D’autres figures historiques du combat de Laurent Gbagbo peuvent également revendiquer une part de son héritage politique, à savoir Charles Blé Goudé, Pascal Affi N’Guessan ou encore Ahoua Don Mello. Ce dernier, ancien vice-président du PPA-CI, démis de ses fonctions en raison de sa candidature à la présidentielle du 25 octobre, tente de rassembler et ainsi, de se repositionner.

Dans un communiqué publié le 23 novembre, il appelle explicitement à « la construction d’une gauche plurielle et démocratique, à même de servir de laboratoire pour repenser le contenu de notre modèle de société, bâtir une stratégie et une tactique pour l’avènement de la démocratie et la fin du parti État ». Quant à son éventuel retour au PPA-CI, l’un de ses proches reste prudent: « Certains y sont favorables […] mais est-ce que lui y est favorable? Pour le moment, il émet beaucoup de réserves ».

Quant à la suite, un ancien membre de la direction du parti révoqué de ses fonctions évoque trois scénarios: Gbagbo ne se retire pas, ou il joue le jeu démocratique, ou il choisit lui-même son successeur. « Tout choix va entraîner d’énormes frustrations et certainement une autre fragmentation du parti », poursuit-il. Jean Bonin, ancien vice-président du Front populaire ivoirien (FPI) version Affi N’Guessan, est plus pessimiste: « Je ne pense pas que Gbagbo se retirera vraiment, assure-t-il. Il s’arrangera toujours, même à la retraite, pour continuer à tirer les ficelles ». Bonin révèle même qu’ « en 2010, Gbagbo envisageait de liquider le FPI », estimant que « ce n’est pas un parti politique qu’il a créé, c’est son parti politique ».

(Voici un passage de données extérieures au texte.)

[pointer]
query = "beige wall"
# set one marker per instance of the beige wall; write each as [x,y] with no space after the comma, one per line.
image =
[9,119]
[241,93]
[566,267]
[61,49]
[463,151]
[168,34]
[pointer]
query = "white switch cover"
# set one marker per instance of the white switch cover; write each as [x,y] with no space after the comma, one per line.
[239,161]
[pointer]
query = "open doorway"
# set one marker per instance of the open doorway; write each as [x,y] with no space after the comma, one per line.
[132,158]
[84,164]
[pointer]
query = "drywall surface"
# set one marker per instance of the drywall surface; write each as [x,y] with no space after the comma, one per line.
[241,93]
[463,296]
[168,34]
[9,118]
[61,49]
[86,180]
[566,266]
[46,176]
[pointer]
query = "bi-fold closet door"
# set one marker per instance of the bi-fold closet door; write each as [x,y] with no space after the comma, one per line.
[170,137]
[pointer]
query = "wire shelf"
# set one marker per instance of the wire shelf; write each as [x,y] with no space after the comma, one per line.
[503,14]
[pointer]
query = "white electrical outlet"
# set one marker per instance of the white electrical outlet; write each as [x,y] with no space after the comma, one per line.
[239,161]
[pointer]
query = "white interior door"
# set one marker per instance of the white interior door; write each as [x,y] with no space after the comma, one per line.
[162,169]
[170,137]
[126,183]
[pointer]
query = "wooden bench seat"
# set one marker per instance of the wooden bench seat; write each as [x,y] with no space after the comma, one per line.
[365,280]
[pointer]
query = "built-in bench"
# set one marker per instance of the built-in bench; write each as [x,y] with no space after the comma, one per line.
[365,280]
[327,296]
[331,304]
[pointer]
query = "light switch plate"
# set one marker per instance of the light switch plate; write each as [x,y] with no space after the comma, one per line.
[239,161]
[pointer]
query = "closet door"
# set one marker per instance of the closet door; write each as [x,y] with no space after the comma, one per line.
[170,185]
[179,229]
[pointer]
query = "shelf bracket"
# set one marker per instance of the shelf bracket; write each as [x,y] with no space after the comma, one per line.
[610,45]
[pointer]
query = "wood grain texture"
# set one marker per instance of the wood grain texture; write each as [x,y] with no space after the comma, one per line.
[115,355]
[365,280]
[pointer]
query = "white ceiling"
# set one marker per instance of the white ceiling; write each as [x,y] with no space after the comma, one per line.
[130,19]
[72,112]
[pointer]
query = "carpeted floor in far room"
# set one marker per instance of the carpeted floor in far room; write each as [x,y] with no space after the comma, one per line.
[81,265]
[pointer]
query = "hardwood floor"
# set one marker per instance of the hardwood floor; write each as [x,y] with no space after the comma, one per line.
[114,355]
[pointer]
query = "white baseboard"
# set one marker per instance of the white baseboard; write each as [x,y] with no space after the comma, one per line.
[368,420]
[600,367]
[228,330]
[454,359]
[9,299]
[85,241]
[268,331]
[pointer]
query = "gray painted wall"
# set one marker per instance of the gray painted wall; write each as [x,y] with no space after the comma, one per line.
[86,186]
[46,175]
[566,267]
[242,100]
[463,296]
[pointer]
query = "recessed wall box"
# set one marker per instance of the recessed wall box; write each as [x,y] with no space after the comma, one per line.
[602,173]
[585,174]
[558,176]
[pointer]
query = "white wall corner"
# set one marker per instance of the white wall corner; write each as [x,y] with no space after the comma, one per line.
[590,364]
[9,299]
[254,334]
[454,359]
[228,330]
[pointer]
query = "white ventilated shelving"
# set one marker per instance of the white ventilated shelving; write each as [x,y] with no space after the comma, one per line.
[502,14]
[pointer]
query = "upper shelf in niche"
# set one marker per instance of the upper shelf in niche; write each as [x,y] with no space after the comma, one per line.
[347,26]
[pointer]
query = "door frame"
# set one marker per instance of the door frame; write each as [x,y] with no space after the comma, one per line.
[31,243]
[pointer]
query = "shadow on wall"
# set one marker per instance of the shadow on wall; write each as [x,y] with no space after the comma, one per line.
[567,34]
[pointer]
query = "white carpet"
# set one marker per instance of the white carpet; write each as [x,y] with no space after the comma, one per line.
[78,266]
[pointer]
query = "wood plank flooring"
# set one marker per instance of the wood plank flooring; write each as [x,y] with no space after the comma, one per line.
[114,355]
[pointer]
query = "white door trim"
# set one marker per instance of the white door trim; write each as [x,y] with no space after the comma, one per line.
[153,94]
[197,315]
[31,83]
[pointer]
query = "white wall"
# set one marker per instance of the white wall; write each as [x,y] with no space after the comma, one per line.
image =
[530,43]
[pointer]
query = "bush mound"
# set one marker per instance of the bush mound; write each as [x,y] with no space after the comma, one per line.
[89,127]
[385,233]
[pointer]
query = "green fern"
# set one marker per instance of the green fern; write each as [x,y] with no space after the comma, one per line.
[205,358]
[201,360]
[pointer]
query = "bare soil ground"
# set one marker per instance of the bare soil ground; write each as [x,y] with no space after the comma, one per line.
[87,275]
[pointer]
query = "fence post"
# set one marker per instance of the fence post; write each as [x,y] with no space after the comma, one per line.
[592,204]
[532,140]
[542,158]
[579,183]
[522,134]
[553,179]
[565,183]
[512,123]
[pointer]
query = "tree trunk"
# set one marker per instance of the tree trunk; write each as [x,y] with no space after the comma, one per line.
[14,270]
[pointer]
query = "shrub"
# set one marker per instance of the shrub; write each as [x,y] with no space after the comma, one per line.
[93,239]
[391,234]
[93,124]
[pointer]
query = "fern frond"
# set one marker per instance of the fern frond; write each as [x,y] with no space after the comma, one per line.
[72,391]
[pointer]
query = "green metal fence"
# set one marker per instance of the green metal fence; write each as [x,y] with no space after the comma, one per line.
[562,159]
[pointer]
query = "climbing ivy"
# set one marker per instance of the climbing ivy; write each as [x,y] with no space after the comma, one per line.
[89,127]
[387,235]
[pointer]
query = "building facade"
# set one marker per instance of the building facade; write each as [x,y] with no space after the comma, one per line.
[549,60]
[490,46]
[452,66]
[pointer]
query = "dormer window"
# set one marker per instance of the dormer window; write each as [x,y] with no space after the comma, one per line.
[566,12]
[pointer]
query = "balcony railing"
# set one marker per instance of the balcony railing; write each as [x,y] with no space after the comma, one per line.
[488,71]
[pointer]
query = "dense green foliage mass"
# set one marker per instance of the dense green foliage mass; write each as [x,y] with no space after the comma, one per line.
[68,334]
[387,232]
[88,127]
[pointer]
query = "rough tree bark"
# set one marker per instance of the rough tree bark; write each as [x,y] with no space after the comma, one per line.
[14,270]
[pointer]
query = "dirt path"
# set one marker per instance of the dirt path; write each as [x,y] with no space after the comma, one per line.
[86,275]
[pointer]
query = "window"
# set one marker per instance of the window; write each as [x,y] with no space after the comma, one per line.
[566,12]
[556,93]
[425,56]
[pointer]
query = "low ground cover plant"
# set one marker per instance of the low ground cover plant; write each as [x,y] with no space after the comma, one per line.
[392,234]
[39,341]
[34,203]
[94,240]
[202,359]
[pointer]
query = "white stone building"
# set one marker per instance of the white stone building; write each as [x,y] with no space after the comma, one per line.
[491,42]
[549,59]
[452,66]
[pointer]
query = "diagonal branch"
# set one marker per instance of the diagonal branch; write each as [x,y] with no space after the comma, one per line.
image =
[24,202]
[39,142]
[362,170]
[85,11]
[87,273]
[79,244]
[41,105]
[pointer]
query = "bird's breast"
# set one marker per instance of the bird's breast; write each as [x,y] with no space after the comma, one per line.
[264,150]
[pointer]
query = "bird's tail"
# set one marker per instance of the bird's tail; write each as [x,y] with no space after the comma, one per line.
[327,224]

Paradoxalement, l’annonce du retrait de l’ancien chef de l’État, loin de rassembler, divise. « Quelle serait la substance de l’héritage de Gbagbo quand il interdit à ses partisans […] d’aller briguer des postes électifs au moment même où il parle de sa retraite? » questionne Arsène Touho. Selon lui, il s’agit d’ « un héritage quasiment saboté, vidé de son contenu ». Une guerre qui pourrait bien sonner le glas d’un parti conçu dès l’origine comme l’instrument personnel d’un homme qui, selon ses proches, « peine à accepter que l’histoire puisse s’écrire sans lui ».